La distribution des postes en fonction des allégeances tribales a inévitablement créé son lot d’exclus. Bien que la fragmentation et les conflits tribaux n’expliquent pas à eux seuls la faiblesse des institutions créées par les FDS et l’implantation de l’EI à Deir Ezzor, il serait malgré tout possible de cartographier avec une certaine précision les zones d’implantation des cellules de l’EI et de montrer que celles-ci recoupent assez parfaitement les lignes de fractures tribales. De manière assez évidente, l’EI prend pied au sein des communautés tribales exclues du partage du pouvoir dans les structures sécuritaires et civiles affiliées aux FDS. Ainsi, d’un village à l’autre, on se retrouve avec d’un côté des zones particulièrement stables, et de l’autre avec des zones où l’État islamique est capable, si ce n’est de contrôler le territoire, du moins d’exercer une forme de contrôle sur les populations en parvenant notamment à collecter des taxes, à forcer les fonctionnaires de l’administration autonome à démissionner ou jouer les agents doubles, à mettre en échec des opérations sécuritaires et parfois même, la nuit, à ériger des checkpoints et faire des patrouilles.
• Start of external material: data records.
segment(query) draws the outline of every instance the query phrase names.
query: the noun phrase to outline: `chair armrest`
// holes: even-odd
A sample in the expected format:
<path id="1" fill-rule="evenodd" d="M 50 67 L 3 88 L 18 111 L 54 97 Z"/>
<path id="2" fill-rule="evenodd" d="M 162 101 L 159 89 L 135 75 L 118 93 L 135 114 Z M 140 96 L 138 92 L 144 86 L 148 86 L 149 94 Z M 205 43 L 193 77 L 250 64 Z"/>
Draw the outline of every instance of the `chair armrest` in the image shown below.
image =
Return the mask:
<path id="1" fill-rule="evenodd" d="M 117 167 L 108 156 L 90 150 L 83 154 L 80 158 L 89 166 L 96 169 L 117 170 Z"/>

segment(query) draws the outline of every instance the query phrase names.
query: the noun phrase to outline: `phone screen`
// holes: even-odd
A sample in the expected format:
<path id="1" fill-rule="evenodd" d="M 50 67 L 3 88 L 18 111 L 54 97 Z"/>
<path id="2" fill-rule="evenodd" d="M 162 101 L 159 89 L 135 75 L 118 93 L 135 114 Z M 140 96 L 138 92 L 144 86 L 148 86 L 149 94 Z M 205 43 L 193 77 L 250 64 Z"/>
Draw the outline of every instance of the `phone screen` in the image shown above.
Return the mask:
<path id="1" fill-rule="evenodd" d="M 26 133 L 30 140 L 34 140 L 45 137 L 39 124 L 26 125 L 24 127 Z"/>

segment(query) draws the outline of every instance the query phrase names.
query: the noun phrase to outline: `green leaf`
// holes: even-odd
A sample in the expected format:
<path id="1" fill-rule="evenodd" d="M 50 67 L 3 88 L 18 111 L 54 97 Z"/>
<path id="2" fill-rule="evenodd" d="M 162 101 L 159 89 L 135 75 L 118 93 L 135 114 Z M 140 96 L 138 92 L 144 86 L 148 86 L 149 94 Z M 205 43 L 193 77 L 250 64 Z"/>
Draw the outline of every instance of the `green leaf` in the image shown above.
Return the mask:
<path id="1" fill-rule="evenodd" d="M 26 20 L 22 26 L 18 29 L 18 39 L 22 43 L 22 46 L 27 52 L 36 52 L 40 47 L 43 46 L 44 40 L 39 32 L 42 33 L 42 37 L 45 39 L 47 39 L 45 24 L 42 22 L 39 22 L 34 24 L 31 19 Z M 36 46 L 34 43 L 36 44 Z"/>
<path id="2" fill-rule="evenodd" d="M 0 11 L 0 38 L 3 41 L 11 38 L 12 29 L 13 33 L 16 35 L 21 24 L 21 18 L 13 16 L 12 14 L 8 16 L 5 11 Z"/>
La région localement connue comme la « zone du milieu » (mantiqa al-wasta), qui forme un triangle aux confluents de l’Euphrate et du Khabour, concentre l’essentiel des problématiques sécuritaires dans la région de Deir Ezzor. Les institutions affiliées aux FDS sont pratiquement inexistantes ou paralysées, les entreprises et les ONG sont soumises aux rackets des mafias locales et de l’État islamique, et les forces de sécurité ne s’aventurent que rarement au-delà des principaux axes routiers. Profitant de l’hostilité d’une grande partie des tribus locales envers les tribus qui dominent le conseil militaire de Deir Ezzor, l’État islamique réussit à se dissimuler dans cette région sans que les FDS ne puissent constituer un réseau d’informateurs efficace. Des raids visant les cellules de l’EI sont régulièrement menés dans ces zones, souvent avec l’appui de la coalition, mais sont d’une efficacité assez limitée. L’EI, qui a infiltré les structures sécuritaires, est le plus souvent prévenu de l’imminence de telles opérations. En l’absence de relais efficaces, les FDS récoltent des informations imprécises et multiplient les bavures, ce qui contribue à nourrir davantage l’hostilité de la population locale. Par conséquent, un cercle vicieux s’installe, dans lequel les forces de sécurité kurdes, la coalition internationale et le conseil militaire de Deir Ezzor dominé par les Bukeyir, se confrontent à l’hostilité croissante des tribus concurrentes, ce qui facilite l’emprise de l’EI sur des populations de plus en plus méfiantes à l’égard des FDS. 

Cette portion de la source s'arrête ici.